Sempre um papo com Luiz Ruffato
Dia 14, terça-feira, às 19h30, no auditório da Cemig. Rua Alvarenga Peixoto, 1.200, Santo Agostinho, em Belo Horizonte. Entrada franca.

TRECHO DO LIVRO


“(…) Sentado à janela, nesta poltrona de fibra de vidro, dura e desconfortável, que machuca as costas, o corpo suado sacudido, como toda a lataria do ônibus que segue acelerado pelos paralelepípedos irregulares da Reta da Saudade, dissolvendo-se no lusco-fusco, vejo as luzes dos postes acesas, acesos os faróis dos carros que trafegam em sentido contrário.

Passa o prédio do Tiro de Guerra, O preço da liberdade é a eterna vigilância. Nenhuma lembrança agradável. O subtenente Cortes e o sargento Martinez me tratavam como O-Irmão-do-Moretto, soldado perfeito caso houvesse uma guerra, obediente, responsável, destemido, honrado, combativo, solidário, exemplo para todas as turmas que vieram depois — não eu, claro, mas o João Lúcio.
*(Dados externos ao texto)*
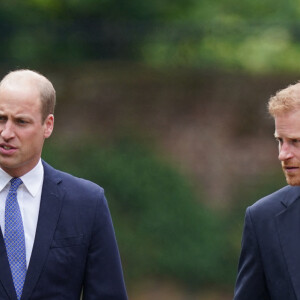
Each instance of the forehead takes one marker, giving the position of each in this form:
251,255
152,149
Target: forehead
14,96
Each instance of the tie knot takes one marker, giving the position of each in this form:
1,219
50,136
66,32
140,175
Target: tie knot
15,183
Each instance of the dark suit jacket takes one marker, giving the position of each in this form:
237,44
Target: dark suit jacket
269,266
74,246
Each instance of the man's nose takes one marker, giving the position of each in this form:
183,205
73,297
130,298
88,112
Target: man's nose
7,131
285,152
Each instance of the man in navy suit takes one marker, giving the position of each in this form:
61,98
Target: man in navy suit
269,266
71,250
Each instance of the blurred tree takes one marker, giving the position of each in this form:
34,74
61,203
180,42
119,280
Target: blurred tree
249,35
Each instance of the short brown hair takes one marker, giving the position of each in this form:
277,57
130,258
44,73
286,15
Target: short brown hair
285,100
44,86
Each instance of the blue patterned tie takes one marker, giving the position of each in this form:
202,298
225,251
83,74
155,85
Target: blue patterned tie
14,237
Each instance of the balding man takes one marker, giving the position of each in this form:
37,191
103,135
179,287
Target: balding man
57,239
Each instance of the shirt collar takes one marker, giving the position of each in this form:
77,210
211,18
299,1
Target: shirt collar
32,180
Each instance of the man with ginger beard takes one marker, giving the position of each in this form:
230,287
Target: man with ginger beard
57,239
269,265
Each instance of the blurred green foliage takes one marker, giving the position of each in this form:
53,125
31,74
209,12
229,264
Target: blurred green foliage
254,36
162,230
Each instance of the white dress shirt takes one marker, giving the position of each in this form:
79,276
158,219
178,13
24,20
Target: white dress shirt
29,199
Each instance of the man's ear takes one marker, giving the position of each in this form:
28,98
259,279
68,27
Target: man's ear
48,125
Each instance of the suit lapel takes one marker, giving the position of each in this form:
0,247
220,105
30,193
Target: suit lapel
50,207
288,225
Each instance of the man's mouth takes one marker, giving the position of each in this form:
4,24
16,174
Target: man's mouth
290,168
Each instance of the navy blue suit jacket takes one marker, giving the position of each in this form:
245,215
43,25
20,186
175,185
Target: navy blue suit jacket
269,266
74,248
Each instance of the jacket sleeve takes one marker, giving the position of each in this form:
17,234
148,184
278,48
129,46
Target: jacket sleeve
103,274
251,281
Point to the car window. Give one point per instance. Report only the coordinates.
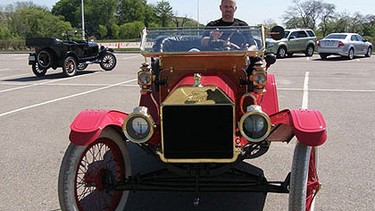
(286, 34)
(359, 38)
(354, 38)
(336, 36)
(311, 33)
(294, 34)
(301, 34)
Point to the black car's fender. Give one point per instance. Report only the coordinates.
(103, 52)
(68, 53)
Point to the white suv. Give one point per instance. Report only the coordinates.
(294, 41)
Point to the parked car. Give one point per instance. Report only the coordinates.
(294, 41)
(204, 113)
(344, 44)
(71, 55)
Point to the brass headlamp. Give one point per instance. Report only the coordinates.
(145, 78)
(259, 76)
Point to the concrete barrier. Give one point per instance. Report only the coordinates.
(117, 45)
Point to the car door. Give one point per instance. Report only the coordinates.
(297, 43)
(356, 44)
(362, 48)
(293, 42)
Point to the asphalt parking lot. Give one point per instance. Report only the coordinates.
(35, 114)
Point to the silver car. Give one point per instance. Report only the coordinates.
(344, 44)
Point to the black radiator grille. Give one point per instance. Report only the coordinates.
(198, 131)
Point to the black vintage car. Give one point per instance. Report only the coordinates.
(69, 54)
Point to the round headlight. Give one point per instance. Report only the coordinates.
(255, 126)
(260, 79)
(144, 78)
(138, 127)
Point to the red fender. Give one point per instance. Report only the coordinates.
(270, 103)
(88, 124)
(308, 125)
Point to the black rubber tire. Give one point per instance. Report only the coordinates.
(83, 168)
(310, 50)
(37, 70)
(109, 62)
(351, 54)
(44, 58)
(82, 66)
(369, 52)
(281, 52)
(70, 66)
(323, 56)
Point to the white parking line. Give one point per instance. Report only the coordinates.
(305, 98)
(327, 90)
(38, 84)
(65, 98)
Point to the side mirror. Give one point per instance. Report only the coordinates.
(270, 59)
(277, 33)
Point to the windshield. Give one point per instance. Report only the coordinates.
(157, 41)
(336, 36)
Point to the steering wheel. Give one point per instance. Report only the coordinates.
(227, 44)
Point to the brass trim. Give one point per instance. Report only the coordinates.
(200, 95)
(236, 153)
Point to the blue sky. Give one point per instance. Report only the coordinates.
(253, 12)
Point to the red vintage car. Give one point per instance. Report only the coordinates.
(206, 106)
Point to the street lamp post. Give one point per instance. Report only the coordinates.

Eu sofria com a brutalidade dos exercícios físicos, a estupidez das marchas, a inutilidade dos plantões, a delação dos recrutas, a subserviência dos monitores, o sadismo do sargento Martinez, os calos provocados pelo coturno, as queimaduras de sol, a frivolidade dos colegas.

Silhuetas de enormes galpões abandonados surgem contra a sombra da noite que se estende mansa por sobre o Distrito Industrial. São antigas fábricas, móveis, tecidos, metalurgia, confecções, que faliram, e agora o mato enfezado se adona dos pátios, a água da chuva escarva as paredes, o vento arranca os tetos. Implacável, o tempo corrói, secretamente, o presente que passa, como traça num livro. Quantas vezes, com minha Caloi verde, rompi por essa parte da cidade, então poeirenta estrada de chão batido, de um lado uma árvore ou outra, raquítica, envergonhada, e, do outro, o brejo das margens do rio Pomba, que ali escoa com tanta preguiça que parece uma flecha em repouso. O silêncio. A solidão (…).”